The U.S. Chemical Safety Board on Wednesday promised a detailed probe of last week's chemical spill that fouled the water supply for hundreds of thousands of West Virginians.
CSB officials indicated that their probe would focus on the chemical tank that spilled thousands of gallons of the chemical "Crude MCHM" into the Elk River.
But agency officials also said that they would like to examine other issues, including the lack of planning for such an incident, given the proximity of Freedom Industries to the regional water intake and the dearth of information about the potential health impacts of the chemical involved.
"There's an obligation to provide information to the public when something like this happens that helps them to better understand," said Johnnie Banks, a supervising investigator who is leading the CSB team examining the incident.
Banks said the CSB is setting up interviews, and is confident workers will answer questions, despite possible concerns over a federal criminal investigation launched by U.S. Attorney Booth Goodwin.
"The CSB position is that safety and law enforcement investigations are both important and should proceed along parallel lines, and at the same time," the CSB's managing director, Daniel Horowitz, said in comments posted on a Gazette reporter's Facebook page. "Both serve important societal functions."
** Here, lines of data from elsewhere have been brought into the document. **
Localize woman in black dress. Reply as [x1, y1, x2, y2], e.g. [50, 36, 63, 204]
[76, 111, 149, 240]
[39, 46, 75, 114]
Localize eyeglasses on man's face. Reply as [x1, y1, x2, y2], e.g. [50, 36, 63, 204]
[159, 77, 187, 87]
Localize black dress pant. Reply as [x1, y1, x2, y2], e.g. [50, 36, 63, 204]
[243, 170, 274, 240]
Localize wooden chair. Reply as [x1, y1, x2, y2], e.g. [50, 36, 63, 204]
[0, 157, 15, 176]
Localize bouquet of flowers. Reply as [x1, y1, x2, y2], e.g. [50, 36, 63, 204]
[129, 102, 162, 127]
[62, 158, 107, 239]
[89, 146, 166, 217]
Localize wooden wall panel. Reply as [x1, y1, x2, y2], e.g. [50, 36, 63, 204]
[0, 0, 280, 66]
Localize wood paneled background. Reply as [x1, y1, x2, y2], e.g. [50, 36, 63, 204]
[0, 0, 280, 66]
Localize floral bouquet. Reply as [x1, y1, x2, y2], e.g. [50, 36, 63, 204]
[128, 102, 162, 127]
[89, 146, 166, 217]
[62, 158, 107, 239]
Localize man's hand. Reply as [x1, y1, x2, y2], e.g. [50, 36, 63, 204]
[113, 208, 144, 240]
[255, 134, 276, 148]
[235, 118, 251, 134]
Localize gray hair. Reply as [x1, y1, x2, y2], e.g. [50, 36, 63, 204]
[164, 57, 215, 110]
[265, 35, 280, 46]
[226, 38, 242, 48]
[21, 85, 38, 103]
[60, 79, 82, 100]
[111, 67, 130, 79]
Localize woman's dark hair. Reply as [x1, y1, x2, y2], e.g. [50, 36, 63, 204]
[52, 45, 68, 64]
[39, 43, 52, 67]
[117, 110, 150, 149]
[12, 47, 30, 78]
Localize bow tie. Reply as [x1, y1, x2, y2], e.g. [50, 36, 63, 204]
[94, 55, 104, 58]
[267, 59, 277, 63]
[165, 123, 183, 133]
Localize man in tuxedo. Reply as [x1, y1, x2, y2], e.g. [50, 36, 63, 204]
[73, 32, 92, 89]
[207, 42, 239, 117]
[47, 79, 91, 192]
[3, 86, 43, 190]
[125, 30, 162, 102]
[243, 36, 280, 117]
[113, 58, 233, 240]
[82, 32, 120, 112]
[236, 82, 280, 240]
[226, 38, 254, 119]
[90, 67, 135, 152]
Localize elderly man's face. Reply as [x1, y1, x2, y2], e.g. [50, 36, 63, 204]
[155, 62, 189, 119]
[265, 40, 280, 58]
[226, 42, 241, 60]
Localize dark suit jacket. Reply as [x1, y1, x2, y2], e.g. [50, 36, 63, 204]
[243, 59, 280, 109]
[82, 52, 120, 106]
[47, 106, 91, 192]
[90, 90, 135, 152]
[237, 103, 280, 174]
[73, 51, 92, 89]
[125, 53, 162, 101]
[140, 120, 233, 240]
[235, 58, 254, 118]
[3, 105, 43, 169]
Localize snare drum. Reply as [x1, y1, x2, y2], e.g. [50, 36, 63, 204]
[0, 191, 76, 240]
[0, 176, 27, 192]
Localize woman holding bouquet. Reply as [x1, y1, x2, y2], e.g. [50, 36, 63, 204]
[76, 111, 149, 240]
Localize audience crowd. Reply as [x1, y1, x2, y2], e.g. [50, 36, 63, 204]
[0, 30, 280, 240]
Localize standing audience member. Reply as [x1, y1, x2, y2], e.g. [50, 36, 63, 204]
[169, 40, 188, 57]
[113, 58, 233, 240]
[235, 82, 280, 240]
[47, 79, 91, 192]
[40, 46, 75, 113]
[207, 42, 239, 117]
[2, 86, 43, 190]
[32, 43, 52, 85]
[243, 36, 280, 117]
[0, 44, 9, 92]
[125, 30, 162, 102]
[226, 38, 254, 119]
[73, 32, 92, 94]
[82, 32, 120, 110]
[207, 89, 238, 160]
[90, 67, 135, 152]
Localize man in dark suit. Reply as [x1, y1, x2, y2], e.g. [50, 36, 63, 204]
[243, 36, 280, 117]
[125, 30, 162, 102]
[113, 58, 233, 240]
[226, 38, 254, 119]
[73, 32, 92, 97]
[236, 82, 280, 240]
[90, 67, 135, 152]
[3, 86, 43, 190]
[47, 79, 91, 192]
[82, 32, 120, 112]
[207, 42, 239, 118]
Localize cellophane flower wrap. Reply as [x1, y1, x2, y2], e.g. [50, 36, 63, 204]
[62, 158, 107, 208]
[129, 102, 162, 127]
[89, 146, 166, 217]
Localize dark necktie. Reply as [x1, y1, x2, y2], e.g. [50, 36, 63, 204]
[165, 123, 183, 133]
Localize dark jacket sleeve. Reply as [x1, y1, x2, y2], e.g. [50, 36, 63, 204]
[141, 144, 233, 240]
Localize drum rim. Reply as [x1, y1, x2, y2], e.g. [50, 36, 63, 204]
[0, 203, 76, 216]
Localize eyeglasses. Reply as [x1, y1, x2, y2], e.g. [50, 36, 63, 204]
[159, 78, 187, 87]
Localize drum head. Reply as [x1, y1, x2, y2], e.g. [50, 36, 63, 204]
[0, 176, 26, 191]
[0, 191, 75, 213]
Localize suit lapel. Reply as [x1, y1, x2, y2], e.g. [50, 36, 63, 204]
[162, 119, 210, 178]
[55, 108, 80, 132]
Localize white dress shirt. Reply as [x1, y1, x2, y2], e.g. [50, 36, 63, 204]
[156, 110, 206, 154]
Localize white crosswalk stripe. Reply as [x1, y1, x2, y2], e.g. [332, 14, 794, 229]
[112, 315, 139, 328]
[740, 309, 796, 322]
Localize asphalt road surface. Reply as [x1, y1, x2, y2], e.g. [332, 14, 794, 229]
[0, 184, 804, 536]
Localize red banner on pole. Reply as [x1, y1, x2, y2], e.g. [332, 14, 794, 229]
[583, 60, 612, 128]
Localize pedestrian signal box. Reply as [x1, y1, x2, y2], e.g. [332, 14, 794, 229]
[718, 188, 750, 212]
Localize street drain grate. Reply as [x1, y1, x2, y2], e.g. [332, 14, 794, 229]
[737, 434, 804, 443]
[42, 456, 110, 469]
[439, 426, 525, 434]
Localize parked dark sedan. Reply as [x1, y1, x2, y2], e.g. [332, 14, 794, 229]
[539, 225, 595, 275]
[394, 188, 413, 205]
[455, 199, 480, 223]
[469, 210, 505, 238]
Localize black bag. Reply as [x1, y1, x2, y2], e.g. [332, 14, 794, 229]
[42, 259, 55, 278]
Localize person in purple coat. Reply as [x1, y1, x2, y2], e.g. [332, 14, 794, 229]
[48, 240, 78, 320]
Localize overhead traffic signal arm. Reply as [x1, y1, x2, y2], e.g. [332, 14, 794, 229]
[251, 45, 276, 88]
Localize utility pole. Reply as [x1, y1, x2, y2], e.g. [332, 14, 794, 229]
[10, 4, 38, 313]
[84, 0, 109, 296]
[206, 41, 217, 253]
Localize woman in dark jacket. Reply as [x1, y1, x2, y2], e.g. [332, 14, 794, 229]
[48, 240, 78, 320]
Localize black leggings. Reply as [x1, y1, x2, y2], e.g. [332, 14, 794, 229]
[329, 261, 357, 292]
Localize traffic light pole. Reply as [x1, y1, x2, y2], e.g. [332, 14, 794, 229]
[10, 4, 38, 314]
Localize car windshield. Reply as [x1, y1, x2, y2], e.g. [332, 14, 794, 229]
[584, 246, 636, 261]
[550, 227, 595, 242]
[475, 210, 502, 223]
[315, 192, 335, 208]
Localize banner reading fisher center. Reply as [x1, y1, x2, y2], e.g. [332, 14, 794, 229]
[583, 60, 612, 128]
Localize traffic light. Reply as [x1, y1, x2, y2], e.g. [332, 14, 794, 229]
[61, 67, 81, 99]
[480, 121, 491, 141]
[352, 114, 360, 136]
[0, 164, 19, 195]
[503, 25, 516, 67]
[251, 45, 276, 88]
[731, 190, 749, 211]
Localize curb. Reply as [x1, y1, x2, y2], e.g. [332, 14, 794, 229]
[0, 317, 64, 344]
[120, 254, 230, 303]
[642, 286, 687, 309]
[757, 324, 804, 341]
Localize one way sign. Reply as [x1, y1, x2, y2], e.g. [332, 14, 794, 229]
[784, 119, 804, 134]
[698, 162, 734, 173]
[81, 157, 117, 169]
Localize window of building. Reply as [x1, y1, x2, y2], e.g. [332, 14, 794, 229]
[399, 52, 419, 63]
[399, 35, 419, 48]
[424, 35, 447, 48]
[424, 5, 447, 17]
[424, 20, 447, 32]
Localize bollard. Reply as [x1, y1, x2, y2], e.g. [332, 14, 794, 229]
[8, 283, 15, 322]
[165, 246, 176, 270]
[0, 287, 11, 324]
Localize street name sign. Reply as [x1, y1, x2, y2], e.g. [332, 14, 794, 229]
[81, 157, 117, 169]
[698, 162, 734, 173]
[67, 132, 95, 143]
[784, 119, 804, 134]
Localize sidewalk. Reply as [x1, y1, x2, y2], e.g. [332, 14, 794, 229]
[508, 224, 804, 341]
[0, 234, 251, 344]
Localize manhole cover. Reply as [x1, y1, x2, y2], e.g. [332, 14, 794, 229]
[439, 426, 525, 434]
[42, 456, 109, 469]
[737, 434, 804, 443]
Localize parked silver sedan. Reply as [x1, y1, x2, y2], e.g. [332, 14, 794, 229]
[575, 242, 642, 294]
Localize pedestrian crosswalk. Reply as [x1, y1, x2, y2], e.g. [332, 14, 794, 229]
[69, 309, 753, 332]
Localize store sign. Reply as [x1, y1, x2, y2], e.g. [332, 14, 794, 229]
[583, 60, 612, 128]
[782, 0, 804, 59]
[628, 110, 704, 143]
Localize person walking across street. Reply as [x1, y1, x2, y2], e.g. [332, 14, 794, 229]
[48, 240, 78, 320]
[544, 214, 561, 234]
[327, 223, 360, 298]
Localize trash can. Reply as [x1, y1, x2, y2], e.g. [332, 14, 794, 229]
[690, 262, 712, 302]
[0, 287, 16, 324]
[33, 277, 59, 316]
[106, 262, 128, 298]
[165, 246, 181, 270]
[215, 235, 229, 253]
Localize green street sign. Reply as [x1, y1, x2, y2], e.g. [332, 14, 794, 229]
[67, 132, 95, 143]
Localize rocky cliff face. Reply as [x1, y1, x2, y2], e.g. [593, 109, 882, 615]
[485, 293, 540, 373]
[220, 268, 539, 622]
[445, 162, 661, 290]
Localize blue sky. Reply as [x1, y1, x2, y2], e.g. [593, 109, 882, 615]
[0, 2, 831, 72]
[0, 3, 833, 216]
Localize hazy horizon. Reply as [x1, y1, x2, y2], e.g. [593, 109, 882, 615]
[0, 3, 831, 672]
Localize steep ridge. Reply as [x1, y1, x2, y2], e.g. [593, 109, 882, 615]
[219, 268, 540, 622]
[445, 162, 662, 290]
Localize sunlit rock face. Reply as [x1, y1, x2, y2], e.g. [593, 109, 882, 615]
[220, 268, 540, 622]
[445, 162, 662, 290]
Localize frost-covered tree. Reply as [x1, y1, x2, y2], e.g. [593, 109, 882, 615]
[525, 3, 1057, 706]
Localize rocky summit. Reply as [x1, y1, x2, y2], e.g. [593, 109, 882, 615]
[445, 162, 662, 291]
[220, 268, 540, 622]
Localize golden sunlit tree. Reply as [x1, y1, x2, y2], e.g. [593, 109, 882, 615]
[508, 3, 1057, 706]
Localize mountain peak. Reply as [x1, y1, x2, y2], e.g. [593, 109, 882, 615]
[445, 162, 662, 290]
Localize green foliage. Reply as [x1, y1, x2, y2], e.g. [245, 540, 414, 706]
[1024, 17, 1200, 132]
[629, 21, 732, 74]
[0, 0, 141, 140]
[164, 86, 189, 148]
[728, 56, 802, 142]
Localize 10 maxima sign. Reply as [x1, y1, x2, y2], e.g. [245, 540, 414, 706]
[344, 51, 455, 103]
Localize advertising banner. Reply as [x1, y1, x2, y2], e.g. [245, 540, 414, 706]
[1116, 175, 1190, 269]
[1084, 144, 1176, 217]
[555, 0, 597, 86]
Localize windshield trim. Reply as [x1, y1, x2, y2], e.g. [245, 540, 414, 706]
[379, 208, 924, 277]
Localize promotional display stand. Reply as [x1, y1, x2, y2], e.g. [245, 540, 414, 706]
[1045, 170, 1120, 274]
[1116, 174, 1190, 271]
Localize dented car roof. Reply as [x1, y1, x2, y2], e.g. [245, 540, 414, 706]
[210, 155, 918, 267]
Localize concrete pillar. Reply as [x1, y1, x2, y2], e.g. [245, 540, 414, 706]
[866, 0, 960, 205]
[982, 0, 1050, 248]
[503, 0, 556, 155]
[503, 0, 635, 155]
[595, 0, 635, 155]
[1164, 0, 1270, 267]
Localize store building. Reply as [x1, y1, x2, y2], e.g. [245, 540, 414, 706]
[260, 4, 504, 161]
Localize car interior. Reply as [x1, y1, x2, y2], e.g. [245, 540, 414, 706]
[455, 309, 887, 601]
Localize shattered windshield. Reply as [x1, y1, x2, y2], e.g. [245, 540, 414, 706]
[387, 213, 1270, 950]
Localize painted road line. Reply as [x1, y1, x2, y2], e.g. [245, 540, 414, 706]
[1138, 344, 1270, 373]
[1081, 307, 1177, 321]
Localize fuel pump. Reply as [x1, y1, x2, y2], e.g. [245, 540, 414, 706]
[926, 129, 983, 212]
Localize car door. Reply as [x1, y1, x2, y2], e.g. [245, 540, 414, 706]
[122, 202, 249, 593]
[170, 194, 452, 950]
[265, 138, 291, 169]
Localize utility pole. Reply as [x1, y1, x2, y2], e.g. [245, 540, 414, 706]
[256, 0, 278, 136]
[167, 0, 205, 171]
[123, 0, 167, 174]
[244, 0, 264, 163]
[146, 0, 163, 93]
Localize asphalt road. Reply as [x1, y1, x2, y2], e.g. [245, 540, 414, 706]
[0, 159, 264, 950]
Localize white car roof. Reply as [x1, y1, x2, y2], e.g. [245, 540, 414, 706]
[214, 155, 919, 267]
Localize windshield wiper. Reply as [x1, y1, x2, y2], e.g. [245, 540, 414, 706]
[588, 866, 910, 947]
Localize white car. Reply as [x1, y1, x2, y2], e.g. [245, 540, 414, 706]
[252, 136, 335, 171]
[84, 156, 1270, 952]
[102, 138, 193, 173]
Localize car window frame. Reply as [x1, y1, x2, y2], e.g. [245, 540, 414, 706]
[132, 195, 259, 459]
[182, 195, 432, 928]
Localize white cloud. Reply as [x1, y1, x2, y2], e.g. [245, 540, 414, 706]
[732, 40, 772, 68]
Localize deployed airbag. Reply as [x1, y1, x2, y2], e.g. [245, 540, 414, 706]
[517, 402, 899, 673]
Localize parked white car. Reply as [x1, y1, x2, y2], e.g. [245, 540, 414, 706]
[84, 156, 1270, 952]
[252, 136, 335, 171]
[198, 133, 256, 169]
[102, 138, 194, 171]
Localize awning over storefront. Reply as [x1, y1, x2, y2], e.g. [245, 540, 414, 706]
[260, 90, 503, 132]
Banks said that a key part of the CSB investigation would be to examine the tank that leaked.
After visiting the site and the tank, Banks said that there "wasn't anything about its exterior condition that would yell out that this tank was about to fail.
"What we're hoping to do and will ultimately do is put the tank under close scrutiny and analyze the material that the tank is constructed of, take a look at the failure points and see what caused that failure and have some really clear-cut answers about why the tank did what it did on the day of the incident," Banks said.